Piszę

NaNoWriMo 2019 tydzień trzeci – dobiłam do 40k

W sobotę napisałam 3175 słów – najlepszy dzień w tym roku – tym samym przekraczając magiczną granicę 40 tysięcy słów, a przy okazji kończąc też opowiadanie.

Ile napisałam?

Skąd to nagłe przyspieszenie? Otóż w piątek rozmawiałam sobie z koleżanką i usłyszałam, że chyba dobrze mi idzie, bo w poprzednich latach narzekałam, że jestem pod kreską. Coś mi się tu nie zgadzało, postanowiłam więc zajrzeć w statystyki i… zadziałały na mnie dosyć przygnębiająco. Oto mój wykres z tego roku. Jak widać, trzymam się blisko kreski, niby codziennie nad nią, ale nie jakoś znacząco:

Tak natomiast wygląda wykres za moje pierwsze NaNoWriMo z 2014 roku, które ukończyłam już 25 listopada:

W 2015 roku również osiągnęłam 50 tysięcy słów 25 listopada. W 2016 i 2017 – 27 listopada, a rok temu nie ukończyłam. Tymczasem dziś znowu jest 25, a ja jestem do tyłu względem dawnych osiągnięć, z wynikiem 42262 słów. I wiem, nie powinnam aż tak tego przeżywać. Tyle że bardzo mnie tegoroczne NaNoWriMo męczy i myślę sobie, że im szybciej je skończę, tym szybciej będę mogła je odstawić na bok i odpocząć chwilę od pisania. I fakt, że o tej porze w poprzednich latach było już po wszystkim, a teraz muszę się męczyć jeszcze te parę dni…

Dlatego dodałam w weekend gazu, bo naprawdę chcę dobiec do mety przed trzydziestym.

Co napisałam?

W tym tygodniu udało mi się w końcu zamknąć cyberpunkowe opowiadanie, aczkolwiek jestem z niego mocno niezadowolona.
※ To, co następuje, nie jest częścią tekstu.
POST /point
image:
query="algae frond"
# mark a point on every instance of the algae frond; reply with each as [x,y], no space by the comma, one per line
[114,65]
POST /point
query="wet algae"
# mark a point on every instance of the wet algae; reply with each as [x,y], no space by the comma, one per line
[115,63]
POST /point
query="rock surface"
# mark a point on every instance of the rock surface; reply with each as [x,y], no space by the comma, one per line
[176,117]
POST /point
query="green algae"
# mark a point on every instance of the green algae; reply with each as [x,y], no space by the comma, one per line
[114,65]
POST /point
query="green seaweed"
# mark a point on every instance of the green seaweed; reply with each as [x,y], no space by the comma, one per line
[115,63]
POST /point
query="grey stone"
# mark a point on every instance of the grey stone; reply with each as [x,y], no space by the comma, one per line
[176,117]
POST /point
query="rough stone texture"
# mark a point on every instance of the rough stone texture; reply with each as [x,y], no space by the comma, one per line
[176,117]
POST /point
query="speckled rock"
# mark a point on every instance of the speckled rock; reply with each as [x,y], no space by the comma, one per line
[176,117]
Najważniejszy dialog leży i kwiczy, trzeba pozmieniać masę szczegółów, cały czas się też waham, czy uwzględniać pewne elementy czy nie, bo niestety limit znaków mnie ogranicza (tzn. będzie ograniczał przy redagowaniu, bo w trakcie NaNo pisałam wszystko co mi przyszło do głowy, zakładając, że potem się najwyżej wytnie)… Ale tym będę się martwić już w grudniu. Ważne, że mam pierwszą wersję, bo dzięki temu zyskałam punkt odniesienia i wiem, co chcę poprawiać. Szkoda tylko, że tych poprawek czeka mnie tak dużo…
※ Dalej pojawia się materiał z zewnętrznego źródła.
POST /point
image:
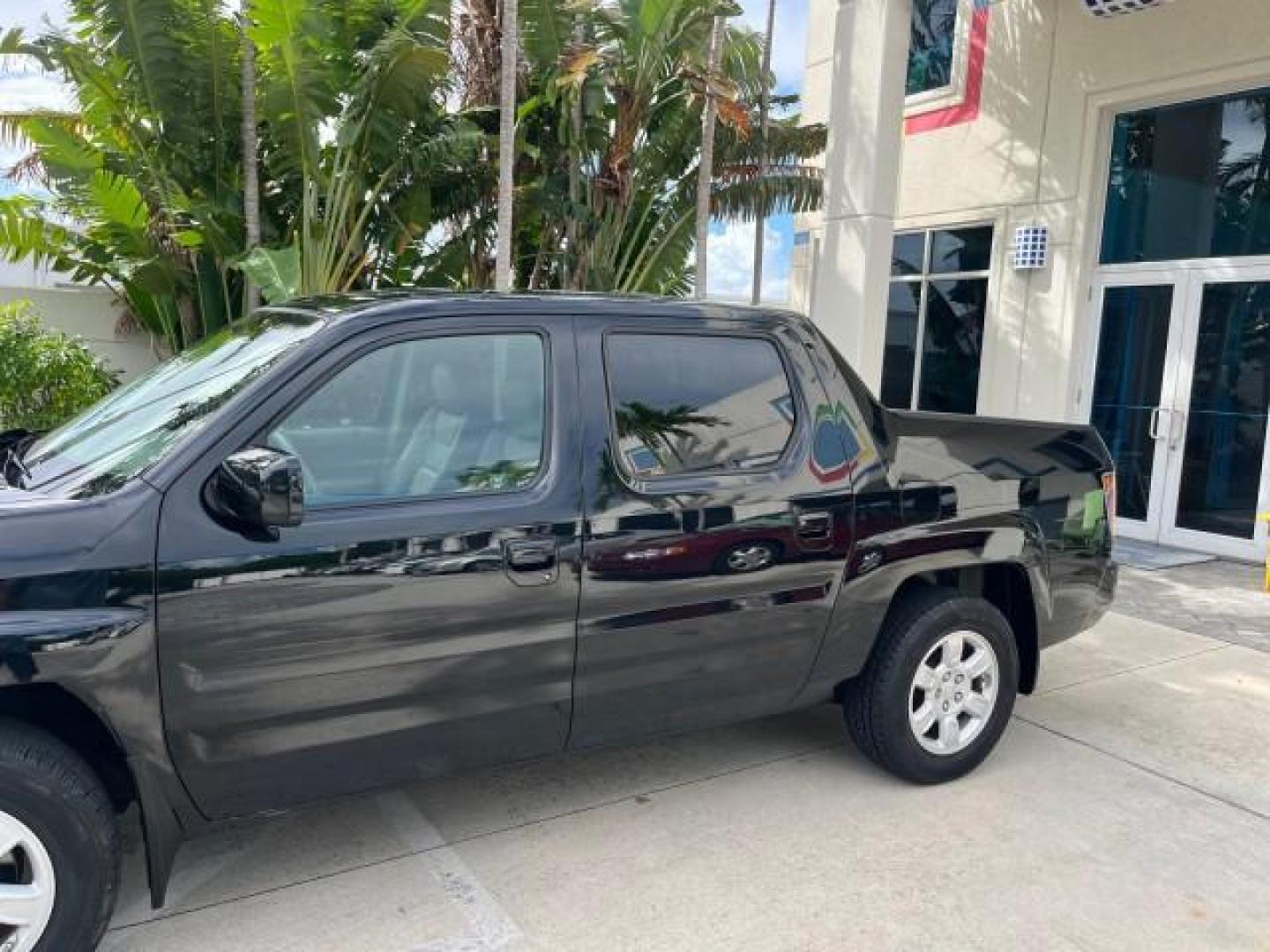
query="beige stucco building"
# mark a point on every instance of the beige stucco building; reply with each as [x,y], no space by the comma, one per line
[1136,131]
[89,312]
Pracowałam też nad drugim aktem powieści, który też trzeba będzie poprzerabiać, bo parę dialogów jest za bardzo rozbitych, trzeba to jakoś zebrać do kupy. Ogólnie jednak jestem zadowolona z tego, jak rozwijają się postaci i relacje między nimi, parę fajnych rzeczy wyszło mi niejako przypadkiem w ferworze pisania. Oczywiście trzeba to będzie potem trochę wypolerować, ale wiadomo, jak zwykle wygląda pierwszy draft, idealny nie jest. Tak jak w przypadku opowiadania, mam punkt odniesienia i już wiem, co chcę po listopadzie poprawić/rozbudować, aczkolwiek jestem tym dużo bardziej podekscytowana – opowiadanie budzi we mnie w tej chwili tylko frustrację…

Jakby co na moim Instagramie znajdziecie trochę grafik z cytatami z „Trzynogiego boga” i inne okołopisarskie bóle:

Co z ostatnimi 10K?

W ostatnim tygodniu będę przede wszystkim kontynuować pracę nad powieścią. Mam pomysły na parę scenek, które jeszcze się ze sobą nie łączą, będzie więc okazja do pisania treści właściwej i łączników (które zwykle są najtrudniejsze i najżmudniejsze…). Może podopisuję trochę scenek do aktu pierwszego, bo trzeba tam parę rzeczy rozwinąć. W sumie to bardzo dużo rzeczy, ale większość już po NaNo.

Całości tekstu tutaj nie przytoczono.